REPUBLIKA.CO.ID, JAKARTA -- Wakil Sekretaris Jenderal Partai Kebangkitan Bangsa (Wasekjen PKB) Syaiful Huda berpendapat agar ambang batas parlemen atau parliamentary threshold (PT) bukan dihapuskan, melainkan justru dinaikkan dari angka 4 persen menjadi 7 persen. Ia pun mengkritik hasil putusan Mahkamah Konstitusi (MK) menghapus PT menjadi 0 persen dengan mengungkapkan sejumlah alasan politis.
"Ada lima hal kenapa saya menolak. Pertama, melemahkan sistem presidensial kita. Kalau 0 persen PT, artinya berserak partai-partai di parlemen. Presiden terpilih pusing mau konsolidasi, jadi produktivitas presiden akan terhalangi," kata Huda di Kantor DPP PKB, Jakarta Pusat, Senin (4/3/2024).
Adapun alasan kedua, PT yang dihapus menjadi 0 persen bisa semakin menarik jauh dari proses kelembagaan demokrasi. Menurutnya semakin banyak multipartai, bisa menyebabkan pelemahan proses pelembagaan politik.

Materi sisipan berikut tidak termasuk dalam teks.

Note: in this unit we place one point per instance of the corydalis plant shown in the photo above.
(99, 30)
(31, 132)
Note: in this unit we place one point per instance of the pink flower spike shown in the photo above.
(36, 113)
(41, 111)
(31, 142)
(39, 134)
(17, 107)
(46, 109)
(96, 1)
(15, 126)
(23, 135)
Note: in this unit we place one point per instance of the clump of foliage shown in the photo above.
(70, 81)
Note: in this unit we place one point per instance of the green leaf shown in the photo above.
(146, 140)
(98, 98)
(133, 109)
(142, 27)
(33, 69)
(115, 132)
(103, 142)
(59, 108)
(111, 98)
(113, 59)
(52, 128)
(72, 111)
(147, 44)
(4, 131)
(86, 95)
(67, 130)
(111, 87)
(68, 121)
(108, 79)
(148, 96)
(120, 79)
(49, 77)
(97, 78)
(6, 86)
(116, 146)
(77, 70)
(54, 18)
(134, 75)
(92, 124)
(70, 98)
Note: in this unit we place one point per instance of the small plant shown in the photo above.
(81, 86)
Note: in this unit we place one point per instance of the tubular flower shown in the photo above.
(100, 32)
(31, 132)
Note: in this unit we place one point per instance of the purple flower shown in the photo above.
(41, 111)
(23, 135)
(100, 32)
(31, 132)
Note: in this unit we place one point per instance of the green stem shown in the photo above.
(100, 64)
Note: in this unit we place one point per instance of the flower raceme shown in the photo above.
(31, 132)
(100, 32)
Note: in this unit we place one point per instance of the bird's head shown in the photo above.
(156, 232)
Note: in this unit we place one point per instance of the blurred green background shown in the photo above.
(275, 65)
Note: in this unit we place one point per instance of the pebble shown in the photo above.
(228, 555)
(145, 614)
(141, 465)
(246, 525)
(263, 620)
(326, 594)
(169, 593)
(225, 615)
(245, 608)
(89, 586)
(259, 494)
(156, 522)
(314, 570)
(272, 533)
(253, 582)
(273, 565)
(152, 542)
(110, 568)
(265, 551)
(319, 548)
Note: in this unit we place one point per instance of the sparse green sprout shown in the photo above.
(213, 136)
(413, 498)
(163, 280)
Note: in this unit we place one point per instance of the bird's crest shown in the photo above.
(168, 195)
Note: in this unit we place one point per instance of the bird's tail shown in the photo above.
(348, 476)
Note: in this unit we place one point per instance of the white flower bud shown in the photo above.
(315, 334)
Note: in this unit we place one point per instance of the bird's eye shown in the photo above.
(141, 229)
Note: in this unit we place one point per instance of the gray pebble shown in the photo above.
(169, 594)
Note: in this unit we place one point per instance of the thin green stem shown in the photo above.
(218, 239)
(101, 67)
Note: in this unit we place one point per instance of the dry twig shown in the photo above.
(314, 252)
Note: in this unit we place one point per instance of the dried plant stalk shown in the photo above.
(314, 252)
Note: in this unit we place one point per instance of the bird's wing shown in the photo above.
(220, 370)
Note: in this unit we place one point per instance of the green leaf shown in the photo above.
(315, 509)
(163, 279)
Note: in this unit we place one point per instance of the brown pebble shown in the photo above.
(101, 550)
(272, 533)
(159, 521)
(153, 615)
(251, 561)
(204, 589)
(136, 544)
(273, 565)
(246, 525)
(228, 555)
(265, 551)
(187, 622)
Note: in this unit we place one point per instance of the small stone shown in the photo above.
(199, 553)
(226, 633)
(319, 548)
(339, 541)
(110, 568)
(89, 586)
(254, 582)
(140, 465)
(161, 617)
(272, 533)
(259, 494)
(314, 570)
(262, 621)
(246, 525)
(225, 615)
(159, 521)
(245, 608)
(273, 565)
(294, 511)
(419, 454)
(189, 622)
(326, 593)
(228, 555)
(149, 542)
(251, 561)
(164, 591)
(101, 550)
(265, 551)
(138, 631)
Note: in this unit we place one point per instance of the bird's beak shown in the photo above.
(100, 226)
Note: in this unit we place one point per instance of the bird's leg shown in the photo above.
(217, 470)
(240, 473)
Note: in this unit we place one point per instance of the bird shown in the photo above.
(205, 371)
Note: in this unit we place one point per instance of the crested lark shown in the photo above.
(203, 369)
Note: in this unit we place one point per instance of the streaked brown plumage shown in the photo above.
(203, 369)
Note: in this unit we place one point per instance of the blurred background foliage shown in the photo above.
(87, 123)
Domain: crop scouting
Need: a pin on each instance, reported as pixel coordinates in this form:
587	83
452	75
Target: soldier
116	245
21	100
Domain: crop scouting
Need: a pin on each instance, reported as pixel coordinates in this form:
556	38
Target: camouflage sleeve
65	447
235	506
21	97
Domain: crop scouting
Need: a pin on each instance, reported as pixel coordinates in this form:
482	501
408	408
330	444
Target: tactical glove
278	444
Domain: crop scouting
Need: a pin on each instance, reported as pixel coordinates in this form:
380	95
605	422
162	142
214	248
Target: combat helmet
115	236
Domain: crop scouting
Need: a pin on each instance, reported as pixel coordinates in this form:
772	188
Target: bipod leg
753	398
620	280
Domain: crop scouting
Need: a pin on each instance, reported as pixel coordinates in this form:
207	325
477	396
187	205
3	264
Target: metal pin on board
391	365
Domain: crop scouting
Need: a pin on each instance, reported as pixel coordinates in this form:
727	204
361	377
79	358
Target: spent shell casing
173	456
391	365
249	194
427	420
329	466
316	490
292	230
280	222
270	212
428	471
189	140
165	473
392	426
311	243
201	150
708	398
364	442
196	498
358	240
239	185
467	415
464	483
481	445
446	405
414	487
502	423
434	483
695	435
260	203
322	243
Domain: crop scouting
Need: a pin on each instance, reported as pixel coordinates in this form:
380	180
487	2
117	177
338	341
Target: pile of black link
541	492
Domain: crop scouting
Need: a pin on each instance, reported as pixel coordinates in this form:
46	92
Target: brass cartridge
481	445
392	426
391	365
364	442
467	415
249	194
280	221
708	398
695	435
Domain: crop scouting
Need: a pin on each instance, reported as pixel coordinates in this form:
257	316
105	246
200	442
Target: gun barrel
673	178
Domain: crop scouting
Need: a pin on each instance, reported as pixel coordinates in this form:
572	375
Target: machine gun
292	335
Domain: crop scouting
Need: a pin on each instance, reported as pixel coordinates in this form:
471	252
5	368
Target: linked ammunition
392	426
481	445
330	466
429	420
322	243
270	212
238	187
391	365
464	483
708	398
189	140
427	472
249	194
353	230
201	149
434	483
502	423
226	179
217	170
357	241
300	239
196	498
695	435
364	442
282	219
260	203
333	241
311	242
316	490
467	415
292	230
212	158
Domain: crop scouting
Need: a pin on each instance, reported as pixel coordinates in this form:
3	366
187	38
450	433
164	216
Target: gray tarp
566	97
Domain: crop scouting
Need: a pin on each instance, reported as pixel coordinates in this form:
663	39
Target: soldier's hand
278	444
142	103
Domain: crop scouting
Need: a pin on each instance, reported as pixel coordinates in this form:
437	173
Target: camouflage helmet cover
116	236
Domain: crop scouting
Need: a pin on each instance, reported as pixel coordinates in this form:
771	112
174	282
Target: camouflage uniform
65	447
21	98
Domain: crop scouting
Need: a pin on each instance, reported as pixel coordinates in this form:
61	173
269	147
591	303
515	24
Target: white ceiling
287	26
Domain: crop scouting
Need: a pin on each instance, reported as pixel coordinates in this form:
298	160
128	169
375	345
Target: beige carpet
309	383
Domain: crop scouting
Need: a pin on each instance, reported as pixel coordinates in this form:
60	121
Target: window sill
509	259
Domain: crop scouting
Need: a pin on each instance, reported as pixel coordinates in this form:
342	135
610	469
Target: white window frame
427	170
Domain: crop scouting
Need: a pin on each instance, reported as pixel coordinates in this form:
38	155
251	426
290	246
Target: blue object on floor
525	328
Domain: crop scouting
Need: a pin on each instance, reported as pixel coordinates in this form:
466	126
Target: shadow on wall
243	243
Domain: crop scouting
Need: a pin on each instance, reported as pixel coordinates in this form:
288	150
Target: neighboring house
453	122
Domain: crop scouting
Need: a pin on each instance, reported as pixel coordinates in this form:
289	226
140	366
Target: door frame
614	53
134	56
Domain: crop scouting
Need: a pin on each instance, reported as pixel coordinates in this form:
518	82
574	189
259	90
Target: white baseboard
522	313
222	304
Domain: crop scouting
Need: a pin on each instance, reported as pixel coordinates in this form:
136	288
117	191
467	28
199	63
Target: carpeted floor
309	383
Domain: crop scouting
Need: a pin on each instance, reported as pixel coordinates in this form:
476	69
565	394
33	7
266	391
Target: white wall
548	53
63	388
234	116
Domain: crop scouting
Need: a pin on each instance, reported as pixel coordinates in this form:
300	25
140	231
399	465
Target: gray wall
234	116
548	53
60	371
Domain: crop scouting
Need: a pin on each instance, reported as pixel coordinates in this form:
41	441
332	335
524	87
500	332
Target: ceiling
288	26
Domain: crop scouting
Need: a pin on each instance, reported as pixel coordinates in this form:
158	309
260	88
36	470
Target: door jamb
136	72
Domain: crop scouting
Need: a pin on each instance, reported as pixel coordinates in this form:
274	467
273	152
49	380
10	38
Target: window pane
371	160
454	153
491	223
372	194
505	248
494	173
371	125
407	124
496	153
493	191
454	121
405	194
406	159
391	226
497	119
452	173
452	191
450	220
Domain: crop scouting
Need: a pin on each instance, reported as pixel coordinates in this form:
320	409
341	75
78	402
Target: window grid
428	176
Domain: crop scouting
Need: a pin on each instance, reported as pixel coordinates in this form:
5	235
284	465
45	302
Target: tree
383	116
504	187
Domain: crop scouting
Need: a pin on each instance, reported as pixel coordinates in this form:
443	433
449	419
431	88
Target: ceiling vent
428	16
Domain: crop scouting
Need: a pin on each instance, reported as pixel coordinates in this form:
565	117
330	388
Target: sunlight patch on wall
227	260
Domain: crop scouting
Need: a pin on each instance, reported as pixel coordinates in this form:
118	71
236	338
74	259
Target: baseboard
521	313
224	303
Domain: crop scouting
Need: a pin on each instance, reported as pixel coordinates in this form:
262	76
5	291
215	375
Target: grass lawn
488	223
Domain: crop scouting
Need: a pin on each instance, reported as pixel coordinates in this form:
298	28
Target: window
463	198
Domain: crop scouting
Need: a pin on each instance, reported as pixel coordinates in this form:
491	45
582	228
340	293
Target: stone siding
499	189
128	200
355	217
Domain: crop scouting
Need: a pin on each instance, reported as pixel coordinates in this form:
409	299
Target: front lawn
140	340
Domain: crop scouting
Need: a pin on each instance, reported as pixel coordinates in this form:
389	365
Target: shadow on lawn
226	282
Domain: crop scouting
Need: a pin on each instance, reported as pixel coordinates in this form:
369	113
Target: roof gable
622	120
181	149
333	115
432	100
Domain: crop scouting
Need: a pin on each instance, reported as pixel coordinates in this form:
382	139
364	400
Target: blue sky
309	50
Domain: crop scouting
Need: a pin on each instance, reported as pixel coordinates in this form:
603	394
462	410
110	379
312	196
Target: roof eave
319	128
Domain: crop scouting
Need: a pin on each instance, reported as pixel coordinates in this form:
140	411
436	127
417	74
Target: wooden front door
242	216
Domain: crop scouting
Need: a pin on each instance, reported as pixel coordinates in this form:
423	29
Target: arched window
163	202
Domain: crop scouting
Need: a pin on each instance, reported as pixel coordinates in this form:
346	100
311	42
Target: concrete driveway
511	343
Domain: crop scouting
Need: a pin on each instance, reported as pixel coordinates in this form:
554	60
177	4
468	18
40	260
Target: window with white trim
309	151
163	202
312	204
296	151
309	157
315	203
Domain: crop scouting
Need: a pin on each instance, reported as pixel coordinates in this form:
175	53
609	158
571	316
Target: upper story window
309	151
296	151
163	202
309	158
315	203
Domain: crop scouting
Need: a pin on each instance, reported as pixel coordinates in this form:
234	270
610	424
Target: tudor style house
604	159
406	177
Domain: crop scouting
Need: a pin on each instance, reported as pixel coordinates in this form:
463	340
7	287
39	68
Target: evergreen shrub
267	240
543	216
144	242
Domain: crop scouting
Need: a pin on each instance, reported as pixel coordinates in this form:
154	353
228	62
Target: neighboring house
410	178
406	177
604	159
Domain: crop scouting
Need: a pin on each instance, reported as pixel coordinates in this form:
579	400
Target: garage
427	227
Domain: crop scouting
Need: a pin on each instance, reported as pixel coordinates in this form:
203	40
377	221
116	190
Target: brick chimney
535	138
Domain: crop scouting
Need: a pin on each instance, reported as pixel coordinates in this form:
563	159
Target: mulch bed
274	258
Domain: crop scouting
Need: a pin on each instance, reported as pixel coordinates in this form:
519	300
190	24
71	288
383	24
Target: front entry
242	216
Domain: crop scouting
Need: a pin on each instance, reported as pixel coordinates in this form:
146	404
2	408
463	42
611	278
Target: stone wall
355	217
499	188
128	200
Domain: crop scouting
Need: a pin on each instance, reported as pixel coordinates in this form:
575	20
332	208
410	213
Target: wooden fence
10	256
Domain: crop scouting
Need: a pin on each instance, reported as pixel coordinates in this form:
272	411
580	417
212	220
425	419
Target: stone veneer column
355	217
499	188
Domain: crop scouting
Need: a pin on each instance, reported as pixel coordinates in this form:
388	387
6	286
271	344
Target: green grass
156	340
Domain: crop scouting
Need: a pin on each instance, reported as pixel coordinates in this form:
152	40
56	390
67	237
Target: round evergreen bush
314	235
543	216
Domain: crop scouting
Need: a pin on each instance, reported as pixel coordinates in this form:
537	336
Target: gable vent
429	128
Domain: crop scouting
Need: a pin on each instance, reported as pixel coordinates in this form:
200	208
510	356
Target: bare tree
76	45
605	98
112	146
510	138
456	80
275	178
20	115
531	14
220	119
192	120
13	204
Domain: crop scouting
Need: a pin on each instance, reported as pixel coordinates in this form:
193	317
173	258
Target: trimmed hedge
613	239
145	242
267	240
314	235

"Ketiga, demokrasi kita ini kenapa belum ada tradisi oposisi dan the ruling party, karena terlalu banyak partai. Jadi selama multipartai dipertahankan, selama itu juga kita enggak punya tradisi oposisi dan the ruling party. Berat. Enggak bisa," jelasnya.
Alasan keempat adalah pragmatisme politik. Dengan dihapusnya PT, ia menyebut nantinya para pemodal atau orang-orang yang berduit akan mudahnya menggunakan kekuatan materi untuk bisa melanggeng ke parlemen secara pragmagtis.
"Kelima, ini agenda PKB dari dulu. PT itu malah harus dinaikkan. Pemilu 2024 ini PKB usulkan 7 persen. Kenapa? supaya terjadi proses pelembagaan politik supaya lebih stabil dan produktif. Kalau begini terus enggak produktif politik Indonesia itu. Kami rasa partai di Indonesia ini cukup lah," ujarnya.
Ia melanjutkan, secara ideologis politik memiliki sejumlah kekuatan, diantaranya kekuatan yang berbasis kekayaan, nasionalisme, dan agama. "Seperti PKB ini, partai yang berbasis agama dan nasionalisme cukup diwakili oleh kelompok ini," tegasnya.
Huda menambahkan, justru jika memang ingin merepresentasikan Indonesia dengan cara menghapus PT di parlemen, menurutnya lebih baik tidak lewat partai, melainkan lewat dewan perwakilan daerah (DPD).
"Jangan lewat partai, lewatnya DPD, sudah ada salurannya. Jadi kalau menjadikaj PT 0 persen itu, seolah menjadikan partai seperti DPD RI, secara iktikad begitu," tuturnya.